そこでフォルクスワーゲンに関しては、中国全土のディーラーから、一部報道によれば100店舗ほどをピックアップして、
電気自動車の専門知識のある従業員を集中して配備し直すことによって、
電気自動車の販売の機会ロスの低減を模索しながら、
さらに、NIOやXpeng、Li Auto、さらにはテスラなど、現在の中国の電気自動車スタートアップが行なっている戦略である、
より若いユーザーが集まるショッピングセンター内に、IDシリーズのショールームを急ピッチで設置することによって、
やはり電気自動車を購入する可能性の高い、特に若い層に対して、
フォルクスワーゲンの電気自動車を、効果的にアピールするように、その販売戦略を抜本的に改良してきたのです。

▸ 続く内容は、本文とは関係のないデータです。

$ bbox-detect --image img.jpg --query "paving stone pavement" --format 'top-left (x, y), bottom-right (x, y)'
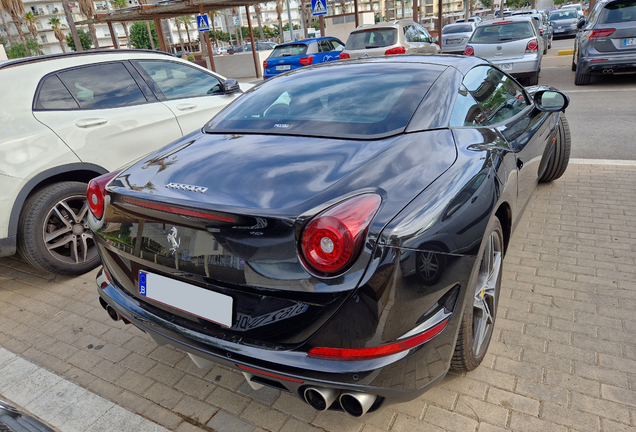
top-left (1, 161), bottom-right (635, 432)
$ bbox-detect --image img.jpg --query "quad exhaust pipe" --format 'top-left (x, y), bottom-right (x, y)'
top-left (303, 387), bottom-right (378, 416)
top-left (603, 69), bottom-right (614, 74)
top-left (99, 297), bottom-right (130, 324)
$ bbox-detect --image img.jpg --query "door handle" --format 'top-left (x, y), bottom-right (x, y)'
top-left (75, 118), bottom-right (108, 128)
top-left (177, 103), bottom-right (198, 111)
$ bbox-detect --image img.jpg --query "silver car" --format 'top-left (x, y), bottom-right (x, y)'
top-left (465, 17), bottom-right (543, 85)
top-left (572, 0), bottom-right (636, 85)
top-left (340, 19), bottom-right (440, 59)
top-left (442, 22), bottom-right (477, 54)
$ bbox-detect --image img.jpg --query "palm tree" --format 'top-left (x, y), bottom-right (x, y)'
top-left (253, 4), bottom-right (264, 40)
top-left (24, 10), bottom-right (42, 53)
top-left (0, 0), bottom-right (31, 55)
top-left (110, 0), bottom-right (131, 47)
top-left (179, 15), bottom-right (194, 52)
top-left (137, 0), bottom-right (155, 49)
top-left (340, 0), bottom-right (346, 14)
top-left (173, 17), bottom-right (185, 53)
top-left (209, 11), bottom-right (218, 47)
top-left (275, 0), bottom-right (283, 42)
top-left (0, 5), bottom-right (16, 45)
top-left (231, 8), bottom-right (242, 46)
top-left (48, 16), bottom-right (66, 52)
top-left (77, 0), bottom-right (98, 48)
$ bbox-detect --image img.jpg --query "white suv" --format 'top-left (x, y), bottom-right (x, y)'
top-left (0, 49), bottom-right (249, 275)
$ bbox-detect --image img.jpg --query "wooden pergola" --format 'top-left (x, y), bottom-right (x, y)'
top-left (78, 0), bottom-right (445, 79)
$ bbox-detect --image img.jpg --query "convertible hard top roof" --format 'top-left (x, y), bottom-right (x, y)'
top-left (346, 54), bottom-right (489, 76)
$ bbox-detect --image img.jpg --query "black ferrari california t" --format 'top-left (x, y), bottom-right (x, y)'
top-left (89, 55), bottom-right (571, 416)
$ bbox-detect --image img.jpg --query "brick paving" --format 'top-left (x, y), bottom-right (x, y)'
top-left (1, 161), bottom-right (635, 432)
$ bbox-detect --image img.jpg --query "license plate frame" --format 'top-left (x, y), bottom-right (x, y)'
top-left (446, 39), bottom-right (461, 44)
top-left (500, 63), bottom-right (513, 71)
top-left (276, 65), bottom-right (291, 71)
top-left (139, 271), bottom-right (233, 327)
top-left (554, 29), bottom-right (564, 33)
top-left (623, 38), bottom-right (636, 46)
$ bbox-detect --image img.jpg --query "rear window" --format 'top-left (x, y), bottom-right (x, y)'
top-left (471, 22), bottom-right (534, 42)
top-left (549, 10), bottom-right (578, 20)
top-left (600, 0), bottom-right (636, 23)
top-left (444, 25), bottom-right (474, 33)
top-left (345, 28), bottom-right (398, 50)
top-left (270, 44), bottom-right (308, 57)
top-left (204, 63), bottom-right (445, 139)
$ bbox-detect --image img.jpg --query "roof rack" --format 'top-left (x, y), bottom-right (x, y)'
top-left (0, 49), bottom-right (175, 70)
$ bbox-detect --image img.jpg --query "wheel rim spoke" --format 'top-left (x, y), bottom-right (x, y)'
top-left (473, 229), bottom-right (502, 357)
top-left (45, 226), bottom-right (72, 243)
top-left (59, 200), bottom-right (82, 223)
top-left (52, 207), bottom-right (73, 229)
top-left (46, 234), bottom-right (74, 251)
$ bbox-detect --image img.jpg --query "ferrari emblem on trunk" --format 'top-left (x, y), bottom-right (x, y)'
top-left (167, 227), bottom-right (181, 255)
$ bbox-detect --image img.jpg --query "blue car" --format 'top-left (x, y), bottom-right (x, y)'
top-left (263, 37), bottom-right (345, 79)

よって、そのおかげなのか、6月以降の販売台数に関してはコンスタントに伸び続け、
ついに9月度の速報値で1万台の壁を突破したという背景がありますので、
何れにしても、既存メーカーが電気自動車を売ろうとした場合、
いくらその電気自動車の質が高かったり、コストパフォーマンスに優れていたとしても、
やはりその販売体制、特に、実際に電気自動車を買おうとしているユーザーに接客するディーラーの従業員が、電気自動車に対して適切な知識を有していなかった場合、
それは機会ロスにつながりますし、
特に中国国内には、電気自動車のみを取り扱う、極めて競争力の高い電気自動車スタートアップたちがひしめき合ってもいますので、
その販売体制の質をいかに高めることができるのかも、重要な要素となるのです。
日本市場への導入はズバリ、、
したがって、確かに質の高い電気自動車を発売することができている日本勢の電気自動車が、なぜここまで完全沈黙してしまっているのか、
やはりそれは、旧来のガソリン車しか売ったことがなく、電気自動車への知識が乏しい、
さらには、その自動車ディーラー自体の収益構造上、
修理やメンテナンスの機会が極めて少なくなる電気自動車を販売することは、そもそもやりたがらないという、
構造上の問題も相まっているのではないか、
だからこそ、既存メーカーが本気で電気自動車を売るためには、
もちろん電気自動車専用プラットフォームを採用した、質の高い電気自動車を開発することはもちろんのこと、
さらに、その販売体制についても、電気自動車専用の販売体制へとシフトしていかなければ、
強豪ひしめく中国国内では、すでに電気自動車を売ることができなくなってしまっている、
ということなのではないでしょうか?
何れにしても、ついに発売がスタートしたマツダの新型電気自動車であるCX-30に関しては、
電気自動車専用に設計されていないことによって、その電気自動車としての質は、競合と比較してもやや劣るものの、
それでもコストパフォーマンスは一定程度を達成することができていますので、
その販売台数に期待することができると思いきや、
それ以外のコスパの高い日本メーカーの電気自動車の販売動向を見てみると、
その全てにおいて、全くと言っていいほど売れていませんので、
果たして今回のマツダが、このCX-30を本気で売るために、ディーラーの販売体制の転換にまでコミットしてくるのか、
おそらく現状のマツダについては、そのような考えはないと推測していますが、
そのCX-30の販売台数の変遷とともに、注目していきたいと思います。
ちなみに、今回のCX-30については、
右ハンドル市場であるオーストラリア市場への発売を前向きに検討しているという報道もありますので、
もし仮に中国市場において、私の予想に反して一定の人気が出て、海外市場に向けても積極的に販売していく姿勢につながれば、
もしかしたら我々日本市場への導入なんていうことも、ゼロではなさそうですので、
マツダの電気自動車が欲しいという方は、
このCX-30の電気自動車バージョンの最新動向に関しても、同時に注目していくべきであると思います。